Als student heb ik de meest uiteenlopende bijbaantjes gehad. Zo heb ik wasmachines gestapeld. Zes breed, vier lang, drie hoog. Ik leerde al snel hoe je deze ellendig zware dingen handig kon verplaatsen, zonder op de pijnbank van de fysio te eindigen.
Ook heb ik treinen schoon gemaakt. Hier leerde ik dat treinreizigers smeerkezen zijn. Vooral op de toiletten. Als ik de NS was, zou ik de toiletten in mijn treinen vervangen door een stapel luiers.
Ik werkte me toen het schompes om de eindjes aan elkaar te kunnen knopen. En om de collegebanken te ontvluchten, eerlijk gezegd. Ik studeerde Rechten: voor mij te abstract, stoffig en brallerig.

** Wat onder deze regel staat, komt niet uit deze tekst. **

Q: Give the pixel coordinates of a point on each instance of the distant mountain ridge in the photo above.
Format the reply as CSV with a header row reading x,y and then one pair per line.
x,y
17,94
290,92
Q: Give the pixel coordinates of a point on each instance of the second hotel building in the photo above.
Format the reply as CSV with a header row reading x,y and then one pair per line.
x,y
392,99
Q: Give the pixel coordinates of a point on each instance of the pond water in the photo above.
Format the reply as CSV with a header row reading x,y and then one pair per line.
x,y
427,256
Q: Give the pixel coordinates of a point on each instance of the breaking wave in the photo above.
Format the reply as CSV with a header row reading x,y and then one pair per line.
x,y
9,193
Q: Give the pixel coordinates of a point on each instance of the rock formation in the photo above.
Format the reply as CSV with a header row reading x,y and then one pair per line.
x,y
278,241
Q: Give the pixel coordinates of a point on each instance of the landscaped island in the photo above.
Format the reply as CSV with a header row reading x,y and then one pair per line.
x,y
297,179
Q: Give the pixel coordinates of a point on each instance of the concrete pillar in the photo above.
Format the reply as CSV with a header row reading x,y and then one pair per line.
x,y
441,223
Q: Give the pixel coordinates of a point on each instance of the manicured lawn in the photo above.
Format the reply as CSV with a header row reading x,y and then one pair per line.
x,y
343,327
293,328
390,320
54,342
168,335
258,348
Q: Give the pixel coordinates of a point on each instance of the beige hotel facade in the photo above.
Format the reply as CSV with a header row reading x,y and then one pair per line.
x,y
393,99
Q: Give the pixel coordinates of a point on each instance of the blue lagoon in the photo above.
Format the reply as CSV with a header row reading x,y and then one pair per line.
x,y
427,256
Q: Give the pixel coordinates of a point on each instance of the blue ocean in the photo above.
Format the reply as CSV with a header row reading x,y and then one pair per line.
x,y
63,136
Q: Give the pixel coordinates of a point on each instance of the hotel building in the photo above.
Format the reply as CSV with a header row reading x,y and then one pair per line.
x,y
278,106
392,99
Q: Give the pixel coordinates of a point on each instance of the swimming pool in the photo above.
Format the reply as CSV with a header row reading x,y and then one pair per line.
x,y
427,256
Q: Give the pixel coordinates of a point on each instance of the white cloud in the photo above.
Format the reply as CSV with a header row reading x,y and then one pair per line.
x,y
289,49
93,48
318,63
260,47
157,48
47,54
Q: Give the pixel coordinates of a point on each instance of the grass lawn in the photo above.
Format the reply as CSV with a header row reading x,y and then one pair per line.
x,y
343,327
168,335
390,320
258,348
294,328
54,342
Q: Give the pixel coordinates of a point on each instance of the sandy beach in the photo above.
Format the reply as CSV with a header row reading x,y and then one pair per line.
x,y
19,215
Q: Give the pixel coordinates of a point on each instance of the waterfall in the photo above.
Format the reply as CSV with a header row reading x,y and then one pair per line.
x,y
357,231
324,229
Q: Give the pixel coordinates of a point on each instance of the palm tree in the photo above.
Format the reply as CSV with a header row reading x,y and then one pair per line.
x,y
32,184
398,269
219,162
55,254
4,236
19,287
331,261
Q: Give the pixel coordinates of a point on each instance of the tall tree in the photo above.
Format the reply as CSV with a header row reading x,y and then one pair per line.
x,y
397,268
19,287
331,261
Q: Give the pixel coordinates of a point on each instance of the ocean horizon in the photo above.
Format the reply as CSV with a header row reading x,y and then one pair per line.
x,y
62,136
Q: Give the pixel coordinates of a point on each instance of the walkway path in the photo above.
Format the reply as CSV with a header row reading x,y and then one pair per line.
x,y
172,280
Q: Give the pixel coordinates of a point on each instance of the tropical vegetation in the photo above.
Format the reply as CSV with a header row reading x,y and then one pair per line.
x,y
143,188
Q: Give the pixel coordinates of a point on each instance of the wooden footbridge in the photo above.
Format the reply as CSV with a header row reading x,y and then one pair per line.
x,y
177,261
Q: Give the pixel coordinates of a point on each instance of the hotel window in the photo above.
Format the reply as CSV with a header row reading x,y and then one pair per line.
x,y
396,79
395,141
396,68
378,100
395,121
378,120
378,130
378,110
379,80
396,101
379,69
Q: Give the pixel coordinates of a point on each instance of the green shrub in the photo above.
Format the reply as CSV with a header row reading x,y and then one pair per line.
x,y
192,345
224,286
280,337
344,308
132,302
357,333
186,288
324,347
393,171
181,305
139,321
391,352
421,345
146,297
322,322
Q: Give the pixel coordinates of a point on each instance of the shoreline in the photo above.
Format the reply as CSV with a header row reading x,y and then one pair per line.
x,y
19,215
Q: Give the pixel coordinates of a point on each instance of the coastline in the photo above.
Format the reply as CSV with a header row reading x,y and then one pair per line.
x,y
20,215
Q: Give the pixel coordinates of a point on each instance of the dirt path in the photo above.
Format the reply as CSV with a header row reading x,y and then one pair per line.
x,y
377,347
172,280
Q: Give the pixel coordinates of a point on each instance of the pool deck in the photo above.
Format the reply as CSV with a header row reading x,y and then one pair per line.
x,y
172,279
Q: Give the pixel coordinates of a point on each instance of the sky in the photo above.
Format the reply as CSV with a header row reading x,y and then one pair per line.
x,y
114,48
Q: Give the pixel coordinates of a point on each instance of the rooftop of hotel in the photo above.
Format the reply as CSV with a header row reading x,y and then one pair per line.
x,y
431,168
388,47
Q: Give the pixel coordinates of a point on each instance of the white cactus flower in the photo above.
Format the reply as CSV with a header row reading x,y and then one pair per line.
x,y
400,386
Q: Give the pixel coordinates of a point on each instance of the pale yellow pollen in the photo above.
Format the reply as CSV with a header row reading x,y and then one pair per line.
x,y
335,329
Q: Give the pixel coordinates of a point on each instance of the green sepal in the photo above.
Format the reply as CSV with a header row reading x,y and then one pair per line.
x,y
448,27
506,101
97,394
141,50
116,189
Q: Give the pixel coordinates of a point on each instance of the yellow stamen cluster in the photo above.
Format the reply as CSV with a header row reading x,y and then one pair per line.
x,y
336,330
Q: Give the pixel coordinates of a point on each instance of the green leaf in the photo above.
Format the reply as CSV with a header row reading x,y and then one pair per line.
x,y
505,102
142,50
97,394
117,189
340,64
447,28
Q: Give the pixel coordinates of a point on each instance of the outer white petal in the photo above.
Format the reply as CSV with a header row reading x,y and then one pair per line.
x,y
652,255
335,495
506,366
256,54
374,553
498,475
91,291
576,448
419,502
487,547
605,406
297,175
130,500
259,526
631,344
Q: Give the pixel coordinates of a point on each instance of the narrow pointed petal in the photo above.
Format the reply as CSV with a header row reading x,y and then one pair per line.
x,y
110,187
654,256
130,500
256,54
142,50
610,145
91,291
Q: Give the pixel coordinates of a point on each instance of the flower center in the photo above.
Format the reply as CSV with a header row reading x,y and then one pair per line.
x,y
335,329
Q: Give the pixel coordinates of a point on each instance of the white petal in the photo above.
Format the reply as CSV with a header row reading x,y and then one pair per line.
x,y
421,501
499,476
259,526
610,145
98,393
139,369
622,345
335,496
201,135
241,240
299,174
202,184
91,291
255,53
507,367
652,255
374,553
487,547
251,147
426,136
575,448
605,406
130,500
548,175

Omdat ik uit principe dingen afmaak, kon ik uiteindelijk toch met een bul onder de arm de universiteitsdeuren achter me dichtsmijten. Toch kijk ik nu met dankbaarheid terug op mijn studententijd. Net als in die talloze bijbaantjes heb ik interessante mensen ontmoet en vrienden voor het leven gemaakt. En veel geleerd, met name over mezelf. ‘Elk nadeel heb zijn voordeel’, om El Salvador aan te halen.
Achteraf gezien vertoont mijn persoonlijkheid maar weinig raakvlakken met die van een succesvolle jurist. Dat bleek bijvoorbeeld tijdens een bezoek aan zo’n Van BinsbergenKerstensKamphuijs advocatenfabriek in een betonnen kolos langs de snelweg. Het is gebruikelijk dat je in het laatste jaar van je studie eens op de koffie gaat bij wat mogelijke werkgevers. Even snuffelen aan elkaar. Ik denk dat ze in mijn geval al snel het vakje ‘Ongeschikt’ hadden aangevinkt. Met een dikke rode stift.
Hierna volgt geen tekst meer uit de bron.